Inevitably, bugs seem to find a way to evade clothing and even bug spray barriers. When that happens, you want to have a topical steroid on hand to apply directly on the bug bites if they are causing itching or swelling.

A good over-the-counter, anti-itch cream to pack is hydrocortisone 1%. However, if you are prone to exaggerated reactions after bug bites or have a history of eczema, you may want to talk to your dermatologist doctor about having stronger topical steroids on hand and make sure you know how to safely use them.

Be Prepared

Doctors suggest bringing a three- to five-day extra supply of all your prescription medicines.

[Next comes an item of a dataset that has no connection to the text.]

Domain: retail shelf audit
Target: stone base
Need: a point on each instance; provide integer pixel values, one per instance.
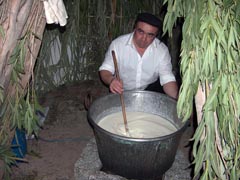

If you’re traveling, if you just pack enough for the vacation days and your return flight gets delayed, or there’s a terrible snowstorm and you can’t leave, you don’t want to be left without your medication,” said Dr. Nathalie May, associate professor of medicine at Drexel University.

Hopefully, your medication travel bag is untouched and it’s ready for your next trip, but don’t forget to check expiration dates before your next getaway.

Mark Abdelmalek, M.D., is an ABC News investigative reporter and medical contributor, and a Mohs Surgeon in Philadelphia at Dermatology of Philadelphia.